After I got off the phone with him I got back on the phone with my aunt to briefly tell her what had happened as we cried together rejoicing God. We had so many people praying for this and to see it come to fruition increased my faith by leaps and bounds. I attempted to call about 4 or 5 people who didn't answer their phones and so finally got ahold of my bible study leader Jeida who rejoiced with me as I described the events that unfolded. We talked about how much our faith had just been increased. My phone had about 3% battery left so I headed to the store and then home to charge it up.
My mom and aunt came in late that night and after visiting and talking some more about God's grace and his power we went to bed. I was so overwhelmed in my spirit.
Saturday morning I woke up to an email from my dad that was addressed to all four of us kids and my sister in law. Basically it was explaining everything again and apologizing some more. I was still in shock and just amazed at how God was moving in such a rapid pace.
My mom and Aunt and I went apple picking that morning on a beautiful mountain just north of where I live and then came home to watch some Alabama football and a movie.
On Sunday we headed to church and then to lunch and finally back home where my Aunt told me she would buy my plane ticket and then I could reimburse her, which was a major blessing as I am about to take on a financial cut in work. I sent my dad an email that afternoon about something and later that night received an email back.
I was sitting in the church plant that I have been attending for a little while now and read over the email and contained my emotions as even more joy filled my heart. Once I got home I re-read the email and just cried. I shared it with my roommate and as the email went this was the last paragraph.
I am proud of you and again I am sorry that I treated you in a fatherless way and thank you to find in your heart to forgive me and letting us move forward. I know I don't say this much, but I am extremely proud of you and I wanted you to know that and that I love you from the bottom of my heart. I know it will take more on my part to convince you of that and it will be a work in progress but I am committed to you and your mom.

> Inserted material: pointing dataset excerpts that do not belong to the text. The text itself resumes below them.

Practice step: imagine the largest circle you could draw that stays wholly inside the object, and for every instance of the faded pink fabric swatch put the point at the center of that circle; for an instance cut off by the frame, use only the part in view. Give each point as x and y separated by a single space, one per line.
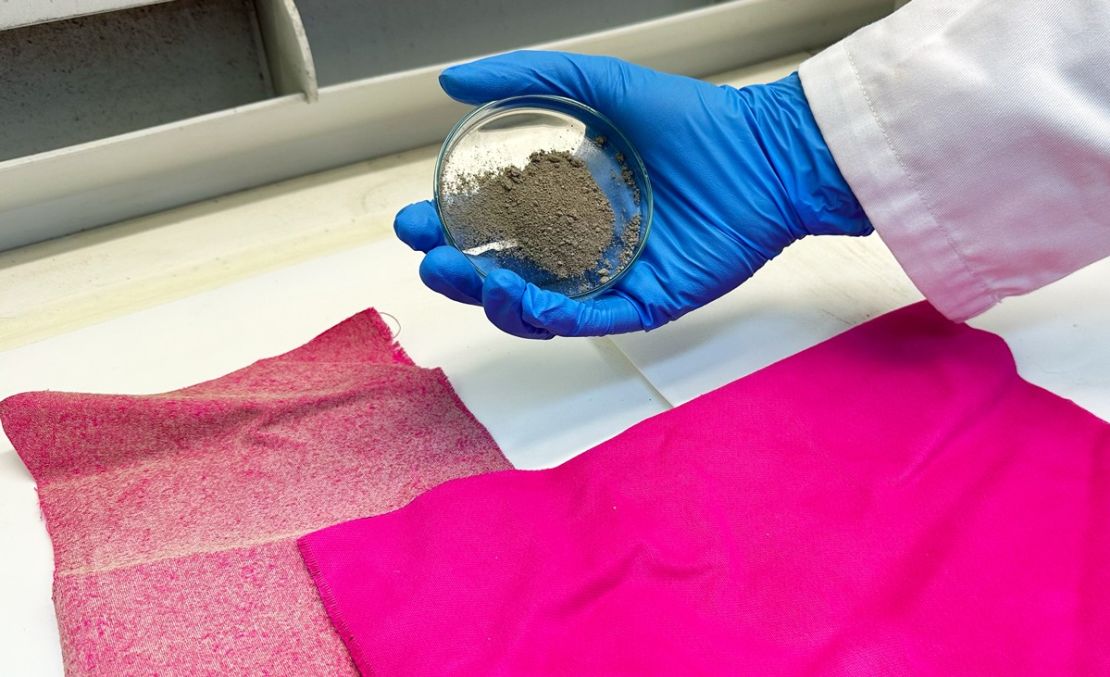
896 501
173 516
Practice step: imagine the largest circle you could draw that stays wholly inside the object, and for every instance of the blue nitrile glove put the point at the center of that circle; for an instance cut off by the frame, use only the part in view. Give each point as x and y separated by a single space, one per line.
737 174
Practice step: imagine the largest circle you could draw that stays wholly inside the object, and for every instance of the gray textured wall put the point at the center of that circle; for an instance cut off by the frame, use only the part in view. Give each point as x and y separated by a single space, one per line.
72 81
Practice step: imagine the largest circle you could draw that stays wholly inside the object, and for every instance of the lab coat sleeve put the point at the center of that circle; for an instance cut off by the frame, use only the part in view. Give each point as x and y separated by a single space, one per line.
976 133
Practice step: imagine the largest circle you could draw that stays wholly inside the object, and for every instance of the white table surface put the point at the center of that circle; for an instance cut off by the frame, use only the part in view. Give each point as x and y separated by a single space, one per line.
542 401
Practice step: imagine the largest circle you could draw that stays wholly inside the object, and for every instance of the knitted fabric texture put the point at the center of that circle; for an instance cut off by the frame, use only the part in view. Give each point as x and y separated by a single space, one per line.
173 516
896 501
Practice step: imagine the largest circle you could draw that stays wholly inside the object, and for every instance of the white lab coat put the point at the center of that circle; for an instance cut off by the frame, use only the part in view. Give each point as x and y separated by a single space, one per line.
976 134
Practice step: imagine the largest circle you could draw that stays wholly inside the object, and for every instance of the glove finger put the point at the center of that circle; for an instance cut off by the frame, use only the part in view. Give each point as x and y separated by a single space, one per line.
501 296
447 271
608 84
419 226
611 313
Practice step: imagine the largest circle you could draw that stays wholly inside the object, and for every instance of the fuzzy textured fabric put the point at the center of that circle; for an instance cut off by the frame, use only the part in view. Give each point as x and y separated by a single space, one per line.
895 501
174 516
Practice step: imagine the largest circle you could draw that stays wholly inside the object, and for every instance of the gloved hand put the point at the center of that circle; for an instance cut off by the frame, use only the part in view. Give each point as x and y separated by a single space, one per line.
737 175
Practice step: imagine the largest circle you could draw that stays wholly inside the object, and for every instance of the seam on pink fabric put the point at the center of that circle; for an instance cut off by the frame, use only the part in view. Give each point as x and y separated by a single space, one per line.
331 606
914 184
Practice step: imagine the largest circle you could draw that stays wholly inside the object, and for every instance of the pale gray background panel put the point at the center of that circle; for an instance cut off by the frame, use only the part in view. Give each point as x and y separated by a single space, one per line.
355 39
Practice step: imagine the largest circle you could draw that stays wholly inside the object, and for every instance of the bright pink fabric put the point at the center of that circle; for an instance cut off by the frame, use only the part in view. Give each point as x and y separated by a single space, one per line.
173 516
896 501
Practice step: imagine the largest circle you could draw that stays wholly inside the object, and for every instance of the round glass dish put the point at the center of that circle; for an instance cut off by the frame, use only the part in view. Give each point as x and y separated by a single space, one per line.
503 134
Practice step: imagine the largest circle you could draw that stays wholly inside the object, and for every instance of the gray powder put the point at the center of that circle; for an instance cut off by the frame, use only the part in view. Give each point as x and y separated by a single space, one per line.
551 213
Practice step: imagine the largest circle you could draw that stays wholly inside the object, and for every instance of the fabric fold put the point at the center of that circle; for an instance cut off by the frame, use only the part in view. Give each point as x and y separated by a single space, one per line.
894 501
173 516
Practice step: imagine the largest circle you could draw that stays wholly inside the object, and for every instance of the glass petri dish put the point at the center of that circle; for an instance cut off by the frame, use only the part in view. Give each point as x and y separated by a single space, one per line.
500 141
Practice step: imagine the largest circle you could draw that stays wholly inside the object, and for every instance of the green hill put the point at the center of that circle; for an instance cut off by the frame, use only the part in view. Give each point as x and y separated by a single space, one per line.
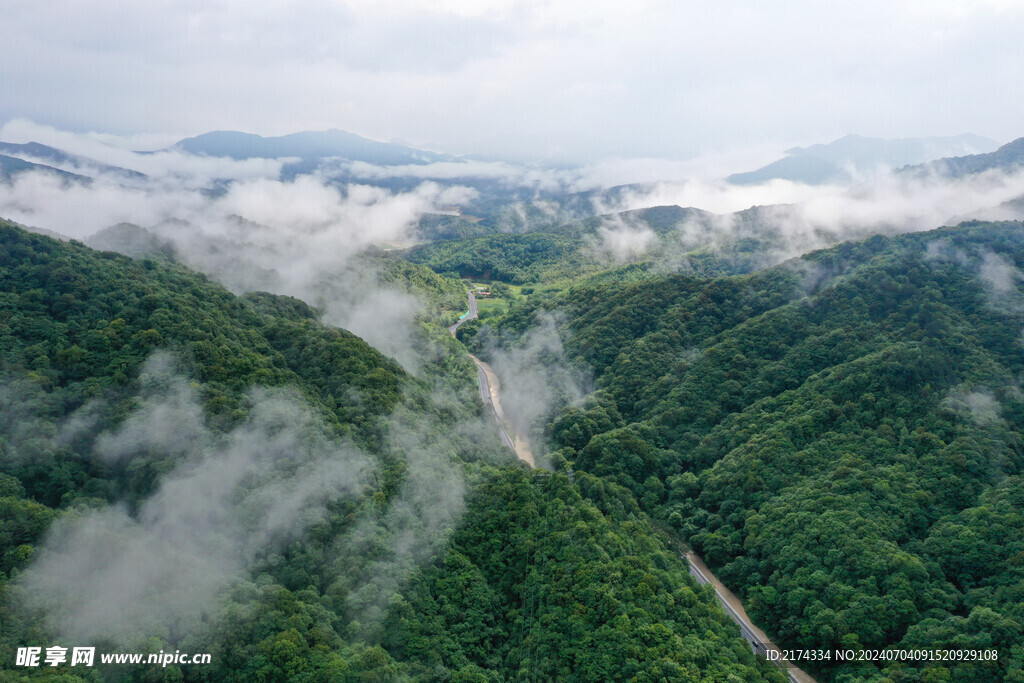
242 480
840 437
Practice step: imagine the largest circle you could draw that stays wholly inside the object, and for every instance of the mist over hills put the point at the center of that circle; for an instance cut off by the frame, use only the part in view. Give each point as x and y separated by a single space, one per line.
843 160
307 145
1008 158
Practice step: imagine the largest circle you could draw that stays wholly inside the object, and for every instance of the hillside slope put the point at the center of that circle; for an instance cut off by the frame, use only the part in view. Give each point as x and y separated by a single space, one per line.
840 437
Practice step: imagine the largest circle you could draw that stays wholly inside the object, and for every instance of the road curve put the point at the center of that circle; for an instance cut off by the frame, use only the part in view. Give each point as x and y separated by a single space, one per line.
734 608
491 394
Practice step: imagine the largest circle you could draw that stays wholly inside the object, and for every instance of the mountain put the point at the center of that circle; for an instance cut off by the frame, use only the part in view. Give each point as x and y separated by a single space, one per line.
841 160
42 154
840 436
131 241
252 483
1009 158
10 166
309 146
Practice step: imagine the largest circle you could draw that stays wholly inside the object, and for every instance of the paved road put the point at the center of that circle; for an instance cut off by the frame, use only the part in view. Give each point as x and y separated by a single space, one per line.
470 314
489 393
734 608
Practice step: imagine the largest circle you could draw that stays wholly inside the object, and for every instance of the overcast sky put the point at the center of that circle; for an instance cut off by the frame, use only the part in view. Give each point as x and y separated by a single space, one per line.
667 79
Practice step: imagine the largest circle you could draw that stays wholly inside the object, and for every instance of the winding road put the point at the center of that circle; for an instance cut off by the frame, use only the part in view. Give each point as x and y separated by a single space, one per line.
491 394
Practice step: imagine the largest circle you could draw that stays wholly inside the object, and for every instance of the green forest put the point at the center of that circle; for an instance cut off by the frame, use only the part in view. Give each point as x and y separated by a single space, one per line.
839 436
433 554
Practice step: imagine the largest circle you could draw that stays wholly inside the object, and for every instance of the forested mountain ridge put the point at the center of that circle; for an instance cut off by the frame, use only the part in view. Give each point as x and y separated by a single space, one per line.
130 385
840 436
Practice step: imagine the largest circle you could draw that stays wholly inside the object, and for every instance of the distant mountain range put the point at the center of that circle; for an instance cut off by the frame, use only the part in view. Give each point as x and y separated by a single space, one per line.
10 166
1008 158
308 146
845 159
43 157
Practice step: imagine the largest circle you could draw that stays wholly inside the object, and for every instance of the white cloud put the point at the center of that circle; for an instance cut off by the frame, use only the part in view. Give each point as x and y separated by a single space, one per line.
659 79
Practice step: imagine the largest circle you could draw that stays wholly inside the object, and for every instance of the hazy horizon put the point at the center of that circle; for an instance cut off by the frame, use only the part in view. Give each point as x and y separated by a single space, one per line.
568 80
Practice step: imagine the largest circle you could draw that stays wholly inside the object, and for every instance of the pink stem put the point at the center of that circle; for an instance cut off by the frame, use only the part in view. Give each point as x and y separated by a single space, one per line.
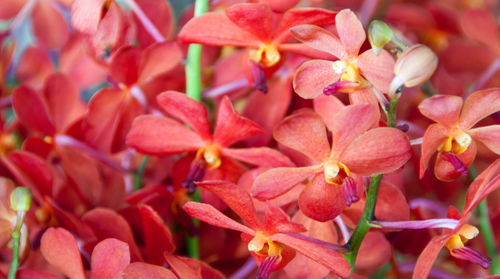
148 25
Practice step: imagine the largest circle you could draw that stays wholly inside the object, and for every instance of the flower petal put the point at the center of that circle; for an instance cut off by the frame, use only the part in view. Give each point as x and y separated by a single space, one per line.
434 136
236 198
161 136
305 132
349 123
312 77
317 252
444 109
259 156
232 127
276 182
319 38
59 248
321 201
377 69
479 105
216 29
256 18
140 270
380 150
186 110
209 214
109 259
350 30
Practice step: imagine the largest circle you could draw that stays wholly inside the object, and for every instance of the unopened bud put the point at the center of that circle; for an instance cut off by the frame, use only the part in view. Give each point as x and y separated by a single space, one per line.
20 199
379 34
414 66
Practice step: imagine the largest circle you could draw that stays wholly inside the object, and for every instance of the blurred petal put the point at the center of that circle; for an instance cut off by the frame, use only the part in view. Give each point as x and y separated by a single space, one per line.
277 181
380 150
186 110
350 30
209 214
255 18
59 248
349 123
321 201
236 198
305 132
216 29
479 105
109 259
377 69
444 109
161 136
320 39
434 136
232 127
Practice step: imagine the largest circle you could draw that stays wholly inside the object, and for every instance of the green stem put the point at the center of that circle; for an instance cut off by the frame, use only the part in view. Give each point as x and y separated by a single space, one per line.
368 215
193 90
140 173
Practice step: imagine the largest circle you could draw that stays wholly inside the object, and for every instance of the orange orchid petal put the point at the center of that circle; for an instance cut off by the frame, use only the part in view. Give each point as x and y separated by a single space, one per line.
305 132
109 258
377 69
161 136
59 248
488 135
481 26
277 181
320 39
231 127
312 77
139 270
349 123
216 29
236 198
317 252
380 150
479 105
350 30
444 109
255 18
321 201
186 110
328 107
434 136
209 214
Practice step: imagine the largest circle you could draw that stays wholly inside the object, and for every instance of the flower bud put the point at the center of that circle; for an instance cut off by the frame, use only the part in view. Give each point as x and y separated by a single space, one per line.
379 34
20 199
414 66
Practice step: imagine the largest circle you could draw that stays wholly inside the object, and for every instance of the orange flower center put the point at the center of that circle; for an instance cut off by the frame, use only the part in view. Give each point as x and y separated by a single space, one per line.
266 55
211 155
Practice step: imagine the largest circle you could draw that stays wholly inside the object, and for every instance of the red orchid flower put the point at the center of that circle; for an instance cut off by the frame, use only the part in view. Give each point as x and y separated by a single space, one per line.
158 135
453 136
454 239
273 243
355 151
256 26
353 73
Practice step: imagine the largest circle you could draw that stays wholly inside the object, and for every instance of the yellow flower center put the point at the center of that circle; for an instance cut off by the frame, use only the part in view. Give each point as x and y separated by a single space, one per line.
465 233
211 155
456 144
263 246
266 55
336 172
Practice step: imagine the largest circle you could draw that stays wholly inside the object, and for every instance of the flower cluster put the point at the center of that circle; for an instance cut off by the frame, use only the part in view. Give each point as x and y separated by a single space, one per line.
249 139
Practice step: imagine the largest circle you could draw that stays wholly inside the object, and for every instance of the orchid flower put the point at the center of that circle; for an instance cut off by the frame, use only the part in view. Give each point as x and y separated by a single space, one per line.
355 151
353 73
273 242
453 136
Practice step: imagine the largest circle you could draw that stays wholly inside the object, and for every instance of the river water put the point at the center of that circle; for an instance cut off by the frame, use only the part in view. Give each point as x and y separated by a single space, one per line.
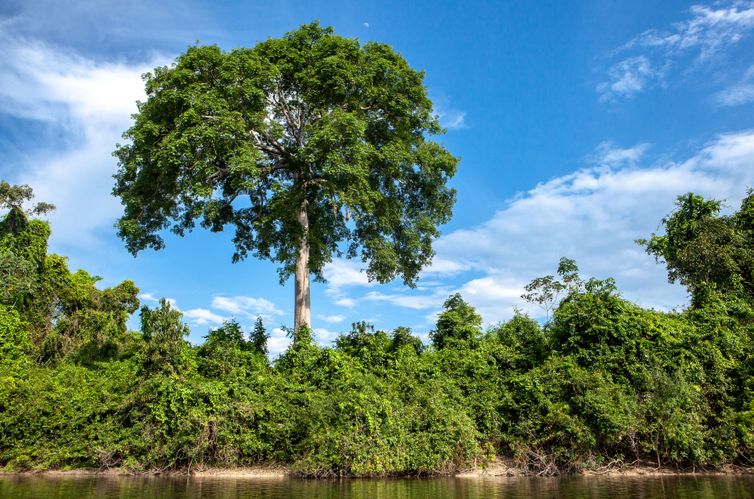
71 487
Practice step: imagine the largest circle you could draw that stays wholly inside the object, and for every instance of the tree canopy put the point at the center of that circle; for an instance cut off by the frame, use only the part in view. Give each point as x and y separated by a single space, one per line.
311 145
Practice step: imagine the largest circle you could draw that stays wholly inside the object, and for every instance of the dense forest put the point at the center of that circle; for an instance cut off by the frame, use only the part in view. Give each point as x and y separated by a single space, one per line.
601 382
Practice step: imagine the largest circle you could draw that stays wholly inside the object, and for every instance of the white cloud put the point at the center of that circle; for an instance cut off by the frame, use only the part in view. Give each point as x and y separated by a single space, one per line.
411 300
147 297
593 215
332 319
324 336
628 77
202 316
278 341
89 103
452 119
608 154
739 93
246 305
342 274
708 32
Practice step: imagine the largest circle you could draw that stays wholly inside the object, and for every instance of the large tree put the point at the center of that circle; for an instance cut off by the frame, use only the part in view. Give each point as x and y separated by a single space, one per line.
311 145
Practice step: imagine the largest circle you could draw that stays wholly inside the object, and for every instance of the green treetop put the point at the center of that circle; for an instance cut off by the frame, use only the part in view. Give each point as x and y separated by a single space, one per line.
310 145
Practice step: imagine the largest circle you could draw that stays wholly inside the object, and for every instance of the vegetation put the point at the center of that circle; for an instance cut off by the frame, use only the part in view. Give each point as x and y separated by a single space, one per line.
603 381
302 143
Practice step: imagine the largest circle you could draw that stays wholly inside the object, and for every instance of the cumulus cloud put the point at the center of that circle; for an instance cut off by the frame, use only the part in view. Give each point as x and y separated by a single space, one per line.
278 341
202 316
648 58
739 93
332 319
593 215
246 306
86 102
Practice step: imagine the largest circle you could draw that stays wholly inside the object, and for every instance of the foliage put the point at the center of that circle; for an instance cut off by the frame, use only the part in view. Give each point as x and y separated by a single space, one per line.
604 381
309 145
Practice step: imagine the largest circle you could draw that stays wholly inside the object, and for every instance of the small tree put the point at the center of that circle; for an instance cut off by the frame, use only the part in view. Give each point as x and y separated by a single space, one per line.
165 350
458 322
310 145
547 291
259 336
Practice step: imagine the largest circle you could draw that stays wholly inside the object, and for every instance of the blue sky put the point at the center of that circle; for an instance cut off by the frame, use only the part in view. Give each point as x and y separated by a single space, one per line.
577 123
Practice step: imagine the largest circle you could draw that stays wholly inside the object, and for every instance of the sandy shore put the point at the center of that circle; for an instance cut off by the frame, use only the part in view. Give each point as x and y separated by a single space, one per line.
500 467
506 467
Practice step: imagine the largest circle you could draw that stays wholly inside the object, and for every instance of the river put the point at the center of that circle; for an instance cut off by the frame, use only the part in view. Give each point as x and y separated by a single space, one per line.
86 487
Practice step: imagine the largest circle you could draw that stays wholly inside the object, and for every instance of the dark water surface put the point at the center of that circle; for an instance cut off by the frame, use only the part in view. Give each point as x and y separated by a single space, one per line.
435 488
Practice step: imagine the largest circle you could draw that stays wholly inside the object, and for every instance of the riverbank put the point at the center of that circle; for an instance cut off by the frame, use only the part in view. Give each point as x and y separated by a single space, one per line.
500 467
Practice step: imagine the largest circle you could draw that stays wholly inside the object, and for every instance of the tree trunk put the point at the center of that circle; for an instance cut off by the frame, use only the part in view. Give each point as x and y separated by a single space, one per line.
302 313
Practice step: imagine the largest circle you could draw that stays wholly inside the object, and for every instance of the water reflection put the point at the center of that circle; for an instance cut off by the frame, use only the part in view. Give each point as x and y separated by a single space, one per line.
436 488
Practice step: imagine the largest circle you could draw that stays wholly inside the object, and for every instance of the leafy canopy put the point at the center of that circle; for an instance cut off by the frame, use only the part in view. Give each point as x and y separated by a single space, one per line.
310 121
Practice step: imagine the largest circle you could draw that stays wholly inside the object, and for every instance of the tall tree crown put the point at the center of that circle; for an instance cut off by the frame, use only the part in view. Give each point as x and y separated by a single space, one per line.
310 121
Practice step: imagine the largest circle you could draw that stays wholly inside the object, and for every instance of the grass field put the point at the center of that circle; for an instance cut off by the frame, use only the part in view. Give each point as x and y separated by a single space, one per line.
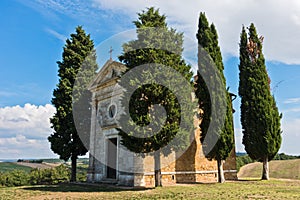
273 189
289 169
8 166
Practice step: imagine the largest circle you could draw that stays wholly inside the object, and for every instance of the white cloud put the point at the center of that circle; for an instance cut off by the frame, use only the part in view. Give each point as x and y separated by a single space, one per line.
24 131
277 20
59 36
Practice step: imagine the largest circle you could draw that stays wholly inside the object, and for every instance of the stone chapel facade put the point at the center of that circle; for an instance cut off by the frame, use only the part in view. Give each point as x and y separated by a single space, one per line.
109 162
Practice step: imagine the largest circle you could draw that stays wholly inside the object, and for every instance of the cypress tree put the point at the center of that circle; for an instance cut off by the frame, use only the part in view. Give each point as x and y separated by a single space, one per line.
208 41
157 46
78 56
259 114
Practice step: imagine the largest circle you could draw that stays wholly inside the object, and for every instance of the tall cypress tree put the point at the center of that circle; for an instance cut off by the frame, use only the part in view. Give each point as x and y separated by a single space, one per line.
78 56
156 46
208 41
259 114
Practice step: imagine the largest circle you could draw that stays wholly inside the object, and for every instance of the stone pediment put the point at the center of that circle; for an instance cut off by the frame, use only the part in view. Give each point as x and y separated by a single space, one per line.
110 72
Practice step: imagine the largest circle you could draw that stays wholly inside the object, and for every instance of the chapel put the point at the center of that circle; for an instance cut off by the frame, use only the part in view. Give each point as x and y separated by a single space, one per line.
110 162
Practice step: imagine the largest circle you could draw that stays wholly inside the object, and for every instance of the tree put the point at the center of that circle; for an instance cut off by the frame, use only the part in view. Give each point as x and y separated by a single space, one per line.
78 57
259 114
208 41
157 46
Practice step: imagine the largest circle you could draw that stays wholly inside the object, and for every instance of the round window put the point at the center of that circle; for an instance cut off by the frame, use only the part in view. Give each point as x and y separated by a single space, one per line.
112 110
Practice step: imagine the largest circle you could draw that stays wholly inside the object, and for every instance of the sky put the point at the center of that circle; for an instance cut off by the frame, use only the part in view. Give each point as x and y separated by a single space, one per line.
34 32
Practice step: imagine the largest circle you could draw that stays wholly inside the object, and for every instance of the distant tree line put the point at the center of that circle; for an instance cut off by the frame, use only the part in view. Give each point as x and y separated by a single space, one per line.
31 161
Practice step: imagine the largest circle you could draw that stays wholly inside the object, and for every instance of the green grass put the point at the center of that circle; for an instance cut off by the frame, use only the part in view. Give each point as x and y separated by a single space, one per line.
288 169
273 189
7 166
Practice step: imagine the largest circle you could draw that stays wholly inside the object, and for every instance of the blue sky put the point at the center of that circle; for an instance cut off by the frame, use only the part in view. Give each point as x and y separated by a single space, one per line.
34 32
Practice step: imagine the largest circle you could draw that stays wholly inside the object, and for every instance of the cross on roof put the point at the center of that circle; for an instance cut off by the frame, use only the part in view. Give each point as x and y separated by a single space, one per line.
110 52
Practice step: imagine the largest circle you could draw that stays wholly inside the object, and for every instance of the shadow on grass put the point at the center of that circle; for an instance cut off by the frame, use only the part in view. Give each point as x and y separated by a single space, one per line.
69 187
249 179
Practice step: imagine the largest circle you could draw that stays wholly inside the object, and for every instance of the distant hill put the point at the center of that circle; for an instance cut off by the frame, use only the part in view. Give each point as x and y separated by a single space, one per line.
286 169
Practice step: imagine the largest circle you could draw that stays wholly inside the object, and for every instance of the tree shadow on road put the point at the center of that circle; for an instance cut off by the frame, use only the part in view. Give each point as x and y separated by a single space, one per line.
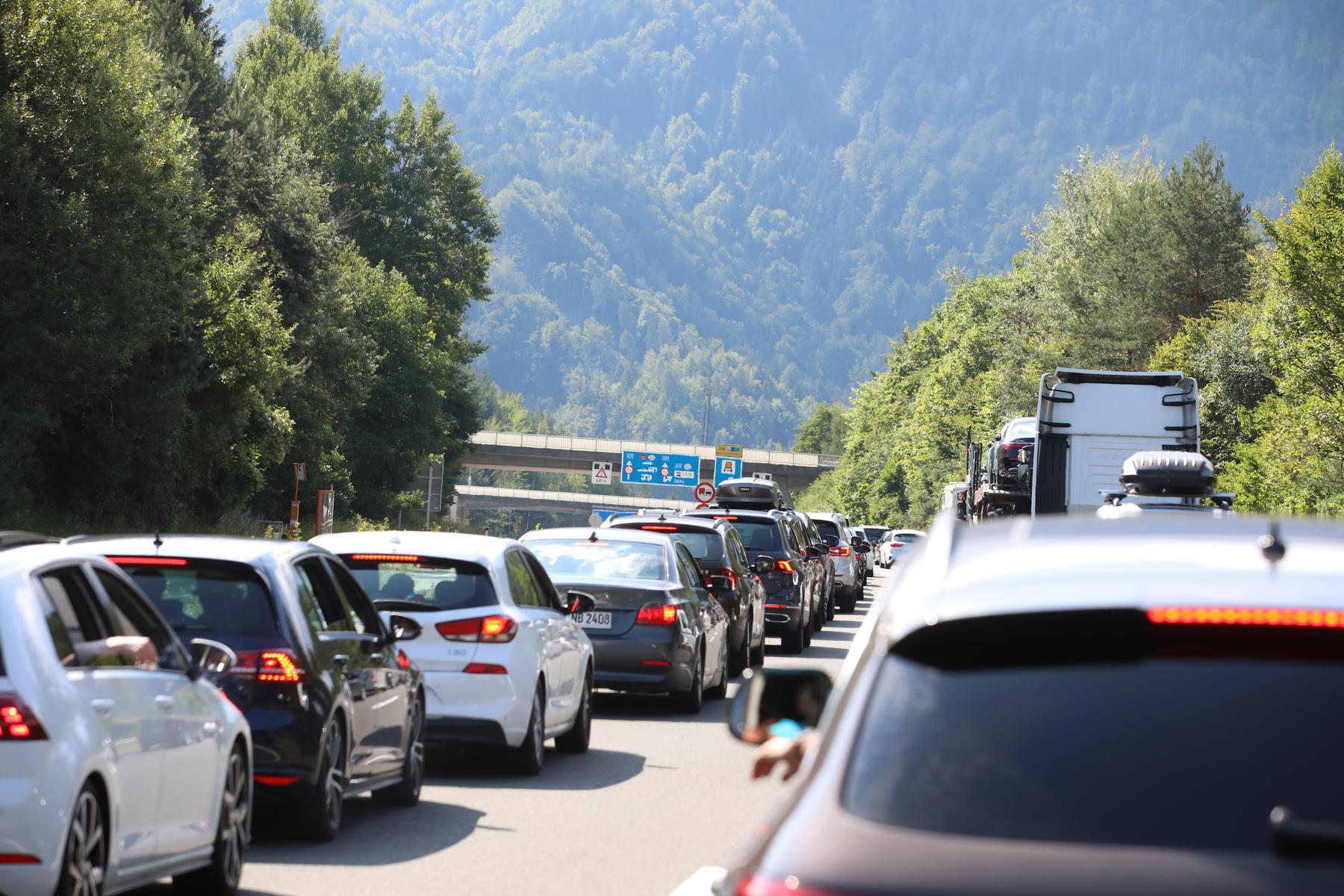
371 835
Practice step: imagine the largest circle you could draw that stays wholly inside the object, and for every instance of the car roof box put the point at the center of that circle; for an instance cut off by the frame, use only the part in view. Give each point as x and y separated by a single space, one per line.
1172 473
749 494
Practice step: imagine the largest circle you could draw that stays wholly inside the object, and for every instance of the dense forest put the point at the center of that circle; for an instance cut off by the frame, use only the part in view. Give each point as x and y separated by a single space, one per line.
1133 267
214 270
741 203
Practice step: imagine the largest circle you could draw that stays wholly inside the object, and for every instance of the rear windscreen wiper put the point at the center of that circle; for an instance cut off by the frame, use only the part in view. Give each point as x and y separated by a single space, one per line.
1297 836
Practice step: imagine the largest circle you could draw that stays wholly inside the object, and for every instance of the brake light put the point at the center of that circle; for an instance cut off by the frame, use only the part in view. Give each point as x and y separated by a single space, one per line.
149 561
18 722
272 667
1249 617
488 629
656 615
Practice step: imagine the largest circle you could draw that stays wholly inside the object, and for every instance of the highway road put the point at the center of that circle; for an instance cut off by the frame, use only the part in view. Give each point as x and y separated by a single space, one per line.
656 797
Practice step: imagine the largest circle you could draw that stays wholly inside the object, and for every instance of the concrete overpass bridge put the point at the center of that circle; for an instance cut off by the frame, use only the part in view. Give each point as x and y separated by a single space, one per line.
570 454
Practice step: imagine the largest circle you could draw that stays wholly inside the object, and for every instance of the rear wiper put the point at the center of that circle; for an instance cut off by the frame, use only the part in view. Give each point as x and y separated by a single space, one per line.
1297 836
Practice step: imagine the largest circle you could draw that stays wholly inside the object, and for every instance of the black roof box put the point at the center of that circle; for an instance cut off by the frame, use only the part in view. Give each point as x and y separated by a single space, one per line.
1172 473
749 494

Thank you again Jenni and I proud and blessed to call you my #1 daughter,
God Bless you and I know God has great things in store for you,
Love Always,
Daddy
If you know me and my story you know how much that paragraph meant to my heart. To my broken heart that was still very heart by my father. To hear how much he loved me and that he knows how wrong he was and that he plans on doing everything he can to prove to me what he has changed, has changed my life.
I feel like I have been floundering in the bottom of a valley quite some time now. Still trusting and knowing God is faithful. I have believed this year to be one of immeasurably more and have seen it so much in other people but wasn't seeing it so much in my life. Until now. This is immeasurably more then I could have ever thought was immeasurably more. This is the face and voice of God saying "Jenny when you stand back and surrender and let me in control I can move mountains, watch out because I am not done with you yet." Remember that letter I wrote on that Sunday at the cabin. It took him 5 days to get the ball rolling. 5 Days. Not a year, not a month, not a week, 5 days to say I hear you, I see you, and I'm gonna let you know how much I am working on your behalf.
Still not convinced how much God is moving. You know that flight that I was gonna pay my Aunt back for? Well I found out this morning that my Pawpaw is going to be covering it.
Blessing
Immeasurably More.
Cared For and Seen.
By the God of the Universe who calls me His.
I am honored to serve him with my whole life.
If you don't know him and you want to, please don't hesitate to ask.
So what do I do now? Praise Jesus and continue to see his hand over everything. When it comes to my dad, I forgive him. How? Because Jesus forgave me.
With Love and now Healing,
Jenny
PS. I love you Daddy, always, your Lynn Shows.